REAL WORLD APPLICATION DOMAINS (few of many)

  • Financial market: Price manipulation, fraudulent transactions and fraud detection in banking and stock market exchange
  • Credit card: fraud detection algorithms detect any unusual/fraudulent financial transactions or credit card theft
  • Computer network: Detecting network intrusion based on anomalous traffic in computer networks
  • Process industries: Anomaly detection in pulp and paper industries and other process industries
  • Aviation: Aircraft sensor monitoring to observe any potential malfunction
  • Healthcare: Abnormal patient conditions based on reading electrocardiogram (ECG) recordings of heart beat pulses
  • Recommender systems: Detection of attacks in Recommendation Systems to alter recommendations
  • Hydrology: Real time monitoring of hydrological monitoring and management of water resources
  • Web analytics: Detecting unexpected growth or drop in website visit and monitoring any significant statistical variations and anomalies
  • Weather forecast: Real-time weather monitoring based on satellite, radar and ground measurements to detect extreme events
  • Acoustic monitoring: real-time acoustic monitoring of oceanic activities for research and other applications such as environmental conservation
  • Geology: Observation of earthquake and seismic activities due to anthropogenic causes such as nuclear tests.
  • Astronomy: In astronomy detecting outliers in the observation of features and characteristics of stars and galaxies.

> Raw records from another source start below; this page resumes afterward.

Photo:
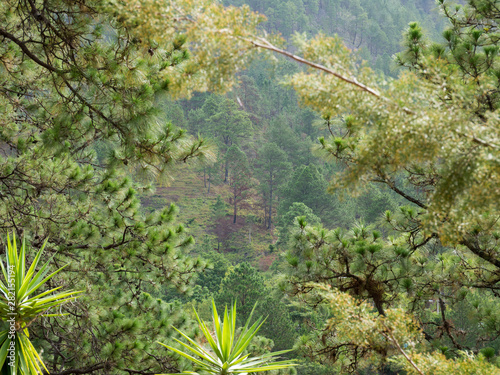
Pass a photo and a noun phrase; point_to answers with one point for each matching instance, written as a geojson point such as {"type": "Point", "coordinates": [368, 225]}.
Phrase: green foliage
{"type": "Point", "coordinates": [18, 308]}
{"type": "Point", "coordinates": [273, 170]}
{"type": "Point", "coordinates": [228, 352]}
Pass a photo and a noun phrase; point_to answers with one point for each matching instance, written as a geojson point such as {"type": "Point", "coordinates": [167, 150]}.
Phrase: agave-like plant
{"type": "Point", "coordinates": [18, 309]}
{"type": "Point", "coordinates": [227, 354]}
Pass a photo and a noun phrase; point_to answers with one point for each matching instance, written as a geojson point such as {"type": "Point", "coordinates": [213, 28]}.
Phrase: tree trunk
{"type": "Point", "coordinates": [235, 211]}
{"type": "Point", "coordinates": [226, 173]}
{"type": "Point", "coordinates": [270, 204]}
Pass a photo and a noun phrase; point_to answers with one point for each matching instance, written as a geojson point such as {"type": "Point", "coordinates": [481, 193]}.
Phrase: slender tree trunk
{"type": "Point", "coordinates": [270, 203]}
{"type": "Point", "coordinates": [235, 210]}
{"type": "Point", "coordinates": [226, 173]}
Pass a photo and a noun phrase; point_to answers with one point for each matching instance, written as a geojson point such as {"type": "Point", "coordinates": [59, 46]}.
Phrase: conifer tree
{"type": "Point", "coordinates": [80, 112]}
{"type": "Point", "coordinates": [273, 170]}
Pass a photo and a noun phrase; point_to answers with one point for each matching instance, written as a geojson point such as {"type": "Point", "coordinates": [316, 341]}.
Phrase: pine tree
{"type": "Point", "coordinates": [80, 108]}
{"type": "Point", "coordinates": [240, 180]}
{"type": "Point", "coordinates": [273, 170]}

Most famous of all is probably the recent gravitational waves detection.

qAMMCWlp-QTtS5piHmgPgQwG3C6MMXfvXoK3C9jRut2_g20KyCcKaGmK0-tenNvaTpoNhIL3x5nDCogHfxJtYX4BRAllKzu7TgiwEgjXMs-pckcXGfRrojslJiNZc5FUcu3QkkionOHmthoWlw LIGO measurement of the gravitational waves at the Livingston (right) and Hanford (left) detectors,

compared with the theoretical predicted values (Source: Wikipedia)

TOOLS AND METHODS (few of many)

  • STL: This decomposes time series data into 3 components: seasonality, trend and residue
  • Generalized Extreme Student Deviation
  • ARIMA: There is a R package called tsoutliers to do exactly this.
  • AnomalyDetection R package
  • Mean Absolute Deviation (MAD) for real time monitoring of streaming data
  • Exponential smoothing: By observing the deviation of unsmoothed data with the smoothed ones
  • Sliding window-based forecasting method: This approach uses a forecasting model built using past data within a given window and predicts a future value. If an observed value significantly differs from predicted value, it’s an outlier.